The control of nonlinear systems is one of the great challenges of modern engineering. From autonomous robots to industrial plants to energy grids, most real processes exhibit behaviors that cannot be modeled with simple linear equations. For decades, traditional methods required in-depth knowledge of system dynamics, but in environments where uncertainty and complexity dominate, that prior knowledge is limited. This is where machine learning and the Koopman operator are redefining what's possible: they allow you to learn the underlying dynamics from data and, with it, design high-performance predictive controllers.
The Koopman operator, originally a mathematical tool of dynamical systems theory, has made a strong comeback thanks to its ability to transform a nonlinear system into a linear system of infinite dimension. In practice, it is approximated by means of Hilbert spaces of the reproductive nucleus (RKHS) and regression techniques, obtaining a changing linear model that depends on the control action. This is especially useful when the action space is finite, as is the case in many discrete control systems or with digital actuators. The idea is simple: instead of modeling each state transition in a non-linear way, a set of observable functions is defined that evolve linearly under the action of the system. The result is a hybrid model: linear by sections, but governed by the control signal.
Once that model is obtained, the next natural step is closed-loop control. This is where model-based predictive control (MPC) comes into play. With an infinite horizon and a time-varying cost function, the MPC solves an optimization problem at every moment to determine the best sequence of actions. The relevant thing is that, by using the dynamics learned with the Koopman operator, the controller can adapt to changes in the system without the need for a complete re-training. This opens the door to applications where the environment is dynamic and conditions are constantly changing.
From a theoretical point of view, the study shows that it is possible to quantify the learning speed of the Koopman approximation. That is, with how much data an acceptable model is achieved and how that error propagates to the quality of control. In addition, the suboptimality of the MPC strategy is analyzed both when Koopman's exact dynamics are available and when the learned one is used. These results are critical to practice: they allow you to establish performance guarantees and make informed decisions about the number of samples needed or the complexity of the model.
In the numerical simulation with the Duffing oscillator – a classical nonlinear system – the theoretical predictions are confirmed. The combination of regression in Hilbert spaces, changing linear models, and MPC achieves effective control even with few samples. This has direct implications in the industry, where collecting large volumes of data is not always possible due to costs or operational limitations.
Now, how do we put this into business practice? This is where custom software development and artificial intelligence come into play. Building a learning-based control system requires a technology platform that integrates everything from data acquisition to real-time controller execution. It's not just about implementing an algorithm, it's about designing robust, scalable, and secure architectures.
At Q2BSTUDIO, we understand that every organization has unique needs. That's why we offer tailor-made applications ranging from prototyping learning models to deploying controllers in production environments. Our expertise in custom software allows us to adapt non-linear control solutions to sectors such as manufacturing, robotics or energy, integrating the most advanced artificial intelligence techniques for companies.
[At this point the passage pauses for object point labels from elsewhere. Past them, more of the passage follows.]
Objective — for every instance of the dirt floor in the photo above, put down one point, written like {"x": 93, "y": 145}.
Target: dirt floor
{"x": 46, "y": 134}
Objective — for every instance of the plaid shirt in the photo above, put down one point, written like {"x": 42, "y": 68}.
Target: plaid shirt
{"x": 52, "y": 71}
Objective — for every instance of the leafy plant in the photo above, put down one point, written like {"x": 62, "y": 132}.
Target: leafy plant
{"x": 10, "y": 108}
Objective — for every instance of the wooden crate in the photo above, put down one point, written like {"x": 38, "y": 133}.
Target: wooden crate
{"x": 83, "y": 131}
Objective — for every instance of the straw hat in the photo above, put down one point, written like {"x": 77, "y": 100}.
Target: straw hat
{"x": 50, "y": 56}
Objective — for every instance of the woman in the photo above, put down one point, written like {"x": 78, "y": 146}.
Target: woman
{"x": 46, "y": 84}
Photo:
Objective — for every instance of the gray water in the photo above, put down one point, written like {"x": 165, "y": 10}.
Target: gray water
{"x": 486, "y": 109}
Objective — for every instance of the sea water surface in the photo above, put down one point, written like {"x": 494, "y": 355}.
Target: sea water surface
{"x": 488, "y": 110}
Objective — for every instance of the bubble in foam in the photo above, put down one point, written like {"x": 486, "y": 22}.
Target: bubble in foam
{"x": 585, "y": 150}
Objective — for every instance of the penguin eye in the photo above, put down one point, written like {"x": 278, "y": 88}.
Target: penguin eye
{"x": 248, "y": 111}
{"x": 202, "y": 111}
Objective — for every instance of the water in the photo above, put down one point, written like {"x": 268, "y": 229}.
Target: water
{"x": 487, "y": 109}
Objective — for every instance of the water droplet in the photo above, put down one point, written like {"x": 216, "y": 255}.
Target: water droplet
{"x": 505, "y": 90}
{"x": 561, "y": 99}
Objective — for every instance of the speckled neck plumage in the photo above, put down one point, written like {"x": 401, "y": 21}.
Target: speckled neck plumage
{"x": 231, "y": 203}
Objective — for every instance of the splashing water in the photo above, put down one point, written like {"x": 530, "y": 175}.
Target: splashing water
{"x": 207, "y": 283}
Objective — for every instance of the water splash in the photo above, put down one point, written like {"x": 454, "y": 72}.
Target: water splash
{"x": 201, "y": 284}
The implementation of these systems is usually supported by powerful cloud infrastructures, capable of handling large volumes of data and executing complex optimizations. That's why we offer AWS and Azure cloud services that ensure scalability, availability, and low operating costs. Whether it's training Koopman models in the cloud or deploying controllers that require low latency, the cloud is the ideal partner.
But control does not live only on models. Security is critical when these systems make autonomous decisions or handle sensitive data. That's why at Q2BSTUDIO we integrate cybersecurity into every layer of development: from the protection of communications to the assurance of inference processes. An attack on a control system can have catastrophic consequences, and preventing it is part of our philosophy.
In addition, in many cases, the data generated by these systems can be used for strategic decision-making. This is where business intelligence services come in, which allow you to visualize trends, detect anomalies and optimize processes. For example, by combining information from a Koopman-based controller with dashboards in Power BI, managers can monitor performance in real-time and adjust policies in an agile way.
The current trend is towards AI agents that not only control, but also learn and adapt autonomously. These agents are supported by techniques such as reinforcement learning or predictive control. The Koopman operator offers an elegant way to integrate learning into control, providing linear models that facilitate optimization. At Q2BSTUDIO, we develop AI for companies that incorporate these advances, helping our customers automate complex processes with high reliability.
In short, learning to control nonlinear systems using the Koopman operator is not just an academic curiosity. It's a practical tool that, when properly implemented, can transform the efficiency and security of countless applications. From collaborative robotics to smart grid management to chemical process optimization, the possibilities are enormous.
For companies that want to take the leap, the key is to have a technology partner who understands both theory and practice. At Q2BSTUDIO, we combine mastery of applied mathematics with software engineering expertise, offering turnkey solutions ranging from initial consulting to ongoing maintenance. If your organization is exploring data-driven, nonlinear control, we invite you to discover how our AI solutions can power your next project.